# Will anyone be at Sebring Sunday...



## chernaudi (Oct 6, 2006)

as Audi will have both R10's out there for their 12 hour simulation(as Audi always does seemingly)?


----------



## 16v (Aug 4, 1999)

*Re: Will anyone be at Sebring Sunday... (chernaudi)*

there will be thousands of people there Sunday with hangovers. The camping areas will empty out, then the race teams will head out.
IIRC Audi has always run their simulations on Monday. It was a mentioned a few times during the broadcast yesterday


----------



## Tanner74 (Jul 28, 2003)

Ah the smell of campfire smoke, horrible BO and booze all together in one.


----------



## 16v (Aug 4, 1999)

*Re: (Tanner74)*


_Quote, originally posted by *Tanner74* »_Ah the smell of campfire smoke, horrible BO and booze all together in one.


this sums it up








dawn Sunday morning


----------



## Tanner74 (Jul 28, 2003)

Hahaha, hilarious.


----------



## 16v (Aug 4, 1999)

*Re: (Tanner74)*


_Quote, originally posted by *Tanner74* »_Hahaha, hilarious. 

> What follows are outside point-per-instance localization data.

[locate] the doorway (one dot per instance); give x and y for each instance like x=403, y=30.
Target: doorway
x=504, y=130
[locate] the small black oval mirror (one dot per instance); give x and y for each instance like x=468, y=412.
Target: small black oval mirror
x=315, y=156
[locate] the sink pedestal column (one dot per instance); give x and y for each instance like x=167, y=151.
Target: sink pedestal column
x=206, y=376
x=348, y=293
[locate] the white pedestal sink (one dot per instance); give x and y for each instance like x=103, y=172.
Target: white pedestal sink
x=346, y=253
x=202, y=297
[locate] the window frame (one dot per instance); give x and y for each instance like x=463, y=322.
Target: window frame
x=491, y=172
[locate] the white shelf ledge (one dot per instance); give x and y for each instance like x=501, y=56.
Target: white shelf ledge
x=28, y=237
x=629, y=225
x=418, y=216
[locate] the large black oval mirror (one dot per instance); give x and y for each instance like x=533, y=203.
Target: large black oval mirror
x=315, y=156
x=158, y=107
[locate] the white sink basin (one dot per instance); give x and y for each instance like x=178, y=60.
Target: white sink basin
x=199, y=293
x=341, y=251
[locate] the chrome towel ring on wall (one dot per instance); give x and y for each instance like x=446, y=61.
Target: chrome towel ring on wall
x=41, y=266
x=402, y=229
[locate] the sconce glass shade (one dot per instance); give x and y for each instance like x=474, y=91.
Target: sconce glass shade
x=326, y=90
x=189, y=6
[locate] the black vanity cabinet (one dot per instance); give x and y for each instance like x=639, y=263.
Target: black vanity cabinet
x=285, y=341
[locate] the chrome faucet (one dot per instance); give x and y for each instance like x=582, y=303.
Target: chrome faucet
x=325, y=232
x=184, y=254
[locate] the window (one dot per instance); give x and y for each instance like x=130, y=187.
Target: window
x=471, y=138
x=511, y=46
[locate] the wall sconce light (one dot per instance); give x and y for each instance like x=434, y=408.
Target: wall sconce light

morning dew, stale beer, acrid smoke, stale beer, urine, exhaust, and don't forget the glorious smell of the porta-potty truck. That's the morning after


----------



## Tanner74 (Jul 28, 2003)

Sounds like one of my camping trips not at a race track!


----------



## [email protected] (Apr 9, 2004)

*Re: (Tanner74)*

We were in the car and on I95 all day, and the inside of the S4 didn't look much different.... other than there were no beer bottles, instead replaced by the Apple Juice drink box Anthony ordered at McDonalds across from Disney World when we pit-stopped off of the I4 near Orlando.


----------



## adg44 (Aug 2, 2000)

*Re: ([email protected])*

The apple juice from McDonald's used to come in a plastic cup!! 
I'm going to have to find out when they switched to juice boxes from Minute Maid.


----------